I've had a rectifier diode short inside the original CS130 series alternator (1996 car). It was red hot and squeeling, no indicator light issue. They are not particularly good series of alternators.
 
Am I looking at a failed diode with a dead short in the alternator?

Most likely.


is there anything I can try to bench test the old one just to verify?

Various resistance readings on the unit and some of it's internal parts can verify this. If the diodes are bolted on, I'd unbolt them and measure those out of the alternator. YouTube should show you how to do this.

For fun you can take it to an auto parts store for testing.
 
That will also happen should the battery be connected backwards, though a side terminal battery makes that very difficult to do.
 
Check to see how much alternating current (ac) is being sent out by the alternator. Use a digital volt meter. A friend's old Nissan Z was doing weird electrical stuff. First thing I did was check the power at the battery. Yup, about 30vac on the 12VDC. He had to replace the alternator.
 
I've had a rectifier diode short inside the original CS130 series alternator (1996 car). It was red hot and squeeling, no indicator light issue. They are not particularly good series of alternators.

Yeah, the CS alternators were really terrible.
 
I have continuity between the output post and case with the alternator disconnected and removed. I switched the leads and still had continuity. I tested a different alternator and only had continuity in one direction but not if I switched the leads.

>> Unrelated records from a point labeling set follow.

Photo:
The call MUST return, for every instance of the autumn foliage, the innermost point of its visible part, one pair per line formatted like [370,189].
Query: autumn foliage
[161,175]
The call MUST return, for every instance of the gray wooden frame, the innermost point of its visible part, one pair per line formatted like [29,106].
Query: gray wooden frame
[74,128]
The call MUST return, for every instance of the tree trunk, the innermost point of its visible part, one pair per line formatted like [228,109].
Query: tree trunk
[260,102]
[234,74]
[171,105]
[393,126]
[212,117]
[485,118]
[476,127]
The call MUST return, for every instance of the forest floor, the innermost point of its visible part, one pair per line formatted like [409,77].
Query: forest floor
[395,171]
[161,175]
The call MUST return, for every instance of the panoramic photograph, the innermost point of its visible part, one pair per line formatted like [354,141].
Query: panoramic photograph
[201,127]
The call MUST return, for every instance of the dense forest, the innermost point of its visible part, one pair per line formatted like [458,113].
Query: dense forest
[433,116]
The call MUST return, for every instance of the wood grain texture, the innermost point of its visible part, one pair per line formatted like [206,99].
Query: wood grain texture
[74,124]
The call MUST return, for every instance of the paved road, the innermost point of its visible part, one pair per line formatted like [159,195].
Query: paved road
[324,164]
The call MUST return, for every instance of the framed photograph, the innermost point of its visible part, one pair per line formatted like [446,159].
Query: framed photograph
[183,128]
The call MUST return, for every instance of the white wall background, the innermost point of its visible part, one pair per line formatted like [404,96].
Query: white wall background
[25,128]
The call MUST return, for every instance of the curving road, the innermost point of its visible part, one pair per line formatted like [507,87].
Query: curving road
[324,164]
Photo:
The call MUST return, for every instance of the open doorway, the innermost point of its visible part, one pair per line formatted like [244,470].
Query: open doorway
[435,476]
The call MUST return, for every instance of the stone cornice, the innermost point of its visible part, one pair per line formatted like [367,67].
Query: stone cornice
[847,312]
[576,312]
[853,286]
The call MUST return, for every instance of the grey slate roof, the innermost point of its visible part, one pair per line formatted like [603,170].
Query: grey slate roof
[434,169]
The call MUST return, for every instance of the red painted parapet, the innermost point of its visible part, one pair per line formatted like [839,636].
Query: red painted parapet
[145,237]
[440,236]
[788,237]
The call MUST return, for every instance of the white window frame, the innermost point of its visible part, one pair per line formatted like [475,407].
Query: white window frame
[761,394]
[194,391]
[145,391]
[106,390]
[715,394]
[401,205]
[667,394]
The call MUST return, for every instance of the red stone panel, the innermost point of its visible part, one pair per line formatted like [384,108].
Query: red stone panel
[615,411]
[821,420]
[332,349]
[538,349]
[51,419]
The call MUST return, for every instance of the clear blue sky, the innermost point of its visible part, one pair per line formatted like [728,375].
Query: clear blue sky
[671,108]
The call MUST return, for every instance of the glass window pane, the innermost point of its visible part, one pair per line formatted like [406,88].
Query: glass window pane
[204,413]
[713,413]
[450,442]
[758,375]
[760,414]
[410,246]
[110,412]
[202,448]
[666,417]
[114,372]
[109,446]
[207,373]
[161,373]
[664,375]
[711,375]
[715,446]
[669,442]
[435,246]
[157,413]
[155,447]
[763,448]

The local auto parts place wanted almost $200 for their rebuilts. I have a new AC Delco unit on the way from Rock auto for half that and it should be in tomorrow.
 
I have continuity between the output post and case with the alternator disconnected and removed. I switched the leads and still had continuity. I tested a different alternator and only had continuity in one direction but not if I switched the leads.

The local auto parts place wanted almost $200 for their rebuilts. I have a new AC Delco unit on the way from Rock auto for half that and it should be in tomorrow.
Yep, one of the 3 diodes is shorted from the stator is shorted (if remember the schematic correctly). Exactly what mine did. I took a look at it and was not impressed, throw away junk IMO. I used to repair the 10SI/12SI units.
 
The new alternator is in and working. I recharged the completely flat old battery (2 yrs old Everstart Plus from Walmart) and tested with my Ancel tester:

Old battery: Resistance 3.15 mOhm, est. 946 CCA

New battery: Resistance 3.27 mOhm, est. 915 CCA

Should I eat the $20 core fee and keep the old battery as a back up? At least the new one has dual terminals so I can use jumper cables if I ever need to.
 
The new alternator is in and working. I recharged the completely flat old battery (2 yrs old Everstart Plus from Walmart) and tested with my Ancel tester:

Old battery: Resistance 3.15 mOhm, est. 946 CCA

New battery: Resistance 3.27 mOhm, est. 915 CCA

Should I eat the $20 core fee and keep the old battery as a back up? At least the new one has dual terminals so I can use jumper cables if I ever need to.
a spare battery is always good, keep it on a trickle.